In 2015, a study showed that the levels of neonicotinoid pesticides currently used in agriculture causes both impairment of bees’ brain cells and poor performance by the colony.4

The list of studies goes on and on. In study after study three neonicotinoid pesticides -- clothianidin, imidacloprid and thiamethoxam -- have proven to be very dangerous not just to bees, birds, and endangered wildlife. These pesticides even put the long-term future of farming at risk.5

Neonicotinoid pesticides are a relatively new class of synthetic insecticides introduced in the 1990s that were rapidly adopted by the agricultural industry. They are now the most widely applied class of pesticide in the world.

Instead of applying science-based integrated pest management principles to only use pesticides when pests are actually present at damaging levels, and after other control methods have failed, the agricultural industry recklessly precoats almost every seed with neonicotinoid pesticides before even being planted.

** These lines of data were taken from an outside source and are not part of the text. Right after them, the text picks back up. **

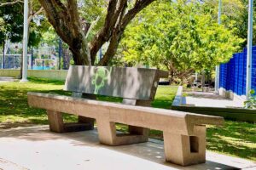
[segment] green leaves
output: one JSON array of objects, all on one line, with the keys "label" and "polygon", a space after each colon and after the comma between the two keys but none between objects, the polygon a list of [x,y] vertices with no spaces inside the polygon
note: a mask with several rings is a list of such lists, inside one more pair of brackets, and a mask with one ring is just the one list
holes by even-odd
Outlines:
[{"label": "green leaves", "polygon": [[245,101],[245,105],[247,105],[248,109],[256,109],[256,96],[255,96],[255,90],[250,91],[251,97],[249,100]]},{"label": "green leaves", "polygon": [[155,2],[125,31],[125,60],[176,72],[212,70],[227,62],[243,40],[204,8],[195,1]]}]

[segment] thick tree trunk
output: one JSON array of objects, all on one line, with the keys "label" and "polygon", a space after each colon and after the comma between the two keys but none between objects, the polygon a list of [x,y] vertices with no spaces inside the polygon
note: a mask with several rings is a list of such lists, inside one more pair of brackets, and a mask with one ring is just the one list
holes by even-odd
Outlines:
[{"label": "thick tree trunk", "polygon": [[[154,0],[136,0],[128,11],[128,0],[109,0],[105,23],[99,32],[88,43],[86,34],[77,7],[77,0],[39,0],[49,21],[57,34],[69,46],[75,65],[94,65],[101,47],[110,41],[110,45],[100,65],[106,65],[114,56],[124,30],[129,22]],[[85,19],[86,20],[86,19]]]}]

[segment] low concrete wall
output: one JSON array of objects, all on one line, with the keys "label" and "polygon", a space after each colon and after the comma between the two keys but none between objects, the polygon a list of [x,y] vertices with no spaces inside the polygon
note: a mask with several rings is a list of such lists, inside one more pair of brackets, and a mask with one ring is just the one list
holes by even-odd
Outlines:
[{"label": "low concrete wall", "polygon": [[256,123],[255,110],[174,105],[172,106],[172,109],[190,113],[223,116],[225,120]]},{"label": "low concrete wall", "polygon": [[238,103],[239,105],[243,105],[244,102],[246,101],[245,95],[237,95],[230,90],[227,91],[225,88],[220,88],[218,92],[219,95],[232,99],[234,102]]},{"label": "low concrete wall", "polygon": [[[0,76],[20,76],[20,70],[0,69]],[[35,71],[28,70],[27,76],[33,76],[38,78],[48,78],[52,80],[66,80],[67,71]]]}]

These pesticides are so overused that 75% of global honey supply samples contained detectable levels of neonicotinoid pesticides adversely affecting between 67 to 79% percent of all threatened and endangered species of wildlife worldwide.6

Congress can fix this.

At a minimum, Congress can restrict usage by developing rules needed to address when pest threats justify the use of such seeds, regulate the toxicity levels of the pesticides infused in the seeds, and require the availability of seeds without pesticide to all farmers. Without these reforms, Congress could ban these pesticides completely.

Add your name in support:

TELL CONGRESS:
Protect bees, birds and other endangered species, while also protecting the long-term viability of farming nationwide by restricting the use of neonicotinoid pesticides now!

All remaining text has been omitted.